The subject I'll be addressing centers on how we might develop a Franciscan spirituality of anti-racism, drawing on the life, writings and legacy of St. Francis of Assisi for contemporary spiritual seekers.

It may seem counterintuitive to turn to a 13th century saint for wisdom in combating white supremacy in our contemporary context, but I believe that St. Francis, and the spiritual tradition that he co-founded with St. Clare, does have something to offer us today.

However, I believe that the distinctively Franciscan approach to evangelical poverty — what Franciscans profess in Latin as sine proprio, to "live without anything of one's own" — can give white Christians a spiritual framework for fighting white supremacy within a systemically racist society such as ours.

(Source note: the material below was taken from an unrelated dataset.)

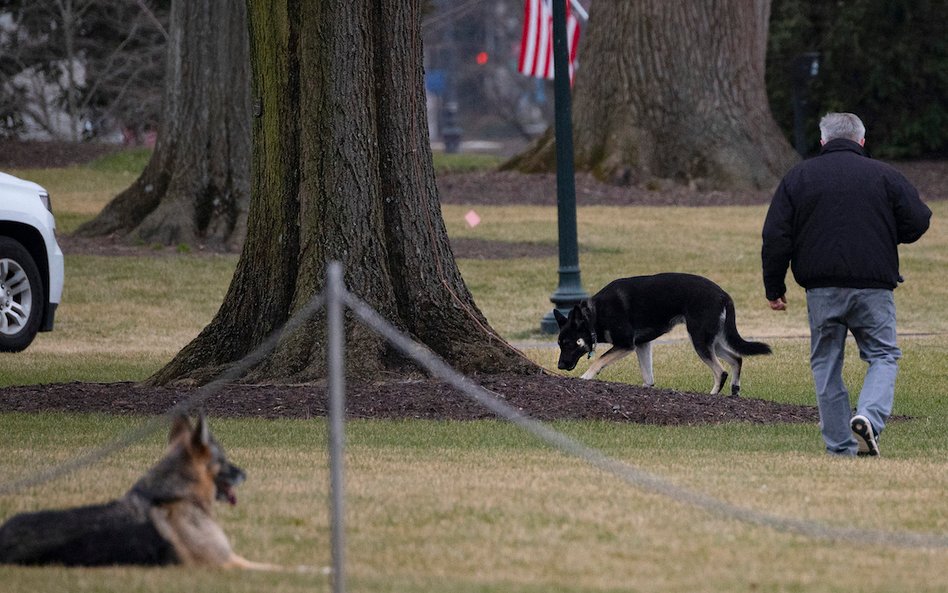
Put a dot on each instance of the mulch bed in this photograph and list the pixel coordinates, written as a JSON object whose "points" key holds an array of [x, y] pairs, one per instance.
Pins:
{"points": [[541, 397]]}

A woman holding a sign that reads "White Silence is Violence" (Unsplash/Simone Fischer)

(Unsplash/Simone Fischer)

Most people hear the word "poverty," which is one of the three vows most women and men religious profess when they join their order or congregation, and they think of abject or material poverty. In other words, these people associate the word poverty with its common-sense meaning, which refers to the lack of those basic things necessary for fundamental human flourishing (such as food, clothing, shelter, healthcare, etc.). While evangelical poverty certainly entails a "lack" — at least a voluntary commitment to resist unmitigated appropriation of things, property and wealth — it is not simply about having less of any particular thing (let alone those things needed for basic human flourishing).

The use of the qualifier "evangelical" is important. In the Franciscan tradition, the model of the kind of poverty Francis and Clare embraced was Jesus Christ himself as represented in the gospels (evangelical from evangelium for "gospel"/"good news").

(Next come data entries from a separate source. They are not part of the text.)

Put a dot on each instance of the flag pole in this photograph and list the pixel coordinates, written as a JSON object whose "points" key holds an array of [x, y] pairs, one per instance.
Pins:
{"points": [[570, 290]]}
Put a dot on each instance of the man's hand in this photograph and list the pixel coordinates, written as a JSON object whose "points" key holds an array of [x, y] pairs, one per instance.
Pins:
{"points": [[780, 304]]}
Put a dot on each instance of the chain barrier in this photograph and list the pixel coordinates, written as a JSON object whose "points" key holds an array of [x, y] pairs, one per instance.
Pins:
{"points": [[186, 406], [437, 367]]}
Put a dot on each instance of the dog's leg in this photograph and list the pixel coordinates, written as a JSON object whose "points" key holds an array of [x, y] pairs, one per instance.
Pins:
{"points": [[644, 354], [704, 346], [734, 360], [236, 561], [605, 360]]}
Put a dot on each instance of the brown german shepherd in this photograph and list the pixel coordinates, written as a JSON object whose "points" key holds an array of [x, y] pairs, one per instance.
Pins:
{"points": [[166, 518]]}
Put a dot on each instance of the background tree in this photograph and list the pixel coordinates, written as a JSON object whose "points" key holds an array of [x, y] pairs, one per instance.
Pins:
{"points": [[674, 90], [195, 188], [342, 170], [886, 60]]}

For Jesus, and later Francis and Clare, poverty was never an end in itself. Jesus did not proclaim "blessed are the poor" (Luke 6:20) in order that his followers would willfully starve to death, be unnecessarily exposed to the elements or become homeless. That kind of abject or material poverty is an evil; it is the privation of good. It is precisely the thing that God's prophets had protested for millennia, especially in the face of unjust rulers and communities.

Instead, poverty for Jesus was a means to an end, a framework for living in the world that recognizes interdependence with others and does not put up barriers to relationship. When you have a lot of wealth and property, it does not take long to become preoccupied with protecting that wealth and property (that is, keeping others away) and accumulating more for oneself.

Jesus modeled a voluntary surrender of wealth and property, choosing instead to live communally with his friends and followers, and relying on the generosity that God calls each of us to show one another. This model leads to what the Acts of the Apostles describes as what the Christian community ought to look like in practice: "The community of believers was of one heart and mind, and no one claimed that any of his possessions was his own, but they had everything in common" (4:32).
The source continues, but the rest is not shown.